Appellant continues its attack on the verdict as excessive since Neva Story was awarded $51,072.50 for personal injuries to her back while she only had $72.50 in actual medical expenses.
The trial court’s instructions, however, did not limit the elements of damage to medical expenses but rather explained, and correctly so, the elements of damage on the personal injury cause in instructing as follows:
.... the nature and extent of her injuries, if any, whether the injuries, if any, are permanent or otherwise; the pain and suffering endured and likely to be endured in the future; and award such sums as you determine will reasonably compensate plaintiff therefore, ....
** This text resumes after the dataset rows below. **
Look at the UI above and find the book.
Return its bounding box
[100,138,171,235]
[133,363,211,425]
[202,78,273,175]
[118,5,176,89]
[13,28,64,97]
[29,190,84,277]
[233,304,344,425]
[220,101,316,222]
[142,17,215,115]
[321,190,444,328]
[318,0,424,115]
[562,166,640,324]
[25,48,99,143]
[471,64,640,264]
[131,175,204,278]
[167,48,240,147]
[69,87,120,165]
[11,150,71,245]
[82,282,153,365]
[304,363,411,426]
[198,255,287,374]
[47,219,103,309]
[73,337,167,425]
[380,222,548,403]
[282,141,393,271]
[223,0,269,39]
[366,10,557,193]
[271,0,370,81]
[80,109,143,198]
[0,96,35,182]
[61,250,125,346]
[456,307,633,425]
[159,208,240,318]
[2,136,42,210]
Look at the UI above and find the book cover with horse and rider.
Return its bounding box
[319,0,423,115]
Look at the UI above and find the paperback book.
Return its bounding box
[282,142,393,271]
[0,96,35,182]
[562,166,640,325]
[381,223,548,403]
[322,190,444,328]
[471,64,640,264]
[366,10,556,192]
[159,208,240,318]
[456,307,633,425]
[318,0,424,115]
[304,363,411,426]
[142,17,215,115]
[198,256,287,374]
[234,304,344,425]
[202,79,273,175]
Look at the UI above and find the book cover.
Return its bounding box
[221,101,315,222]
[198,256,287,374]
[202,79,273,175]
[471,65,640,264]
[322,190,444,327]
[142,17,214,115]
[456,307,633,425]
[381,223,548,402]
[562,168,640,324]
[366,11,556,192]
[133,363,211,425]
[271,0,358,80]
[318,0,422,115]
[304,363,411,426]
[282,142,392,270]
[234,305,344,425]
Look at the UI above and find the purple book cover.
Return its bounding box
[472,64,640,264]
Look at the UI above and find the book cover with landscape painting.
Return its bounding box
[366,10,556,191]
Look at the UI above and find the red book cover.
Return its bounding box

The Supreme Court in Rogers v. Worthan, 465 P.2d 431 (Okl.1970), quoting a syllabus from an earlier case said:
Where appellant seeks to set aside a verdict on the ground of its alleged exces-siveness, unless it is so plainly outrageously excessive as to suggest passion, prejudice or corruption on the part of the jury, the reviewing court cannot set it aside.
The award of the jury in the present case was not “plainly outrageously excessive.” The jury heard and saw the witnesses and weighed the evidence. We find no basis for upsetting the verdict that jury returned.
The judgment of the trial court is AFFIRMED.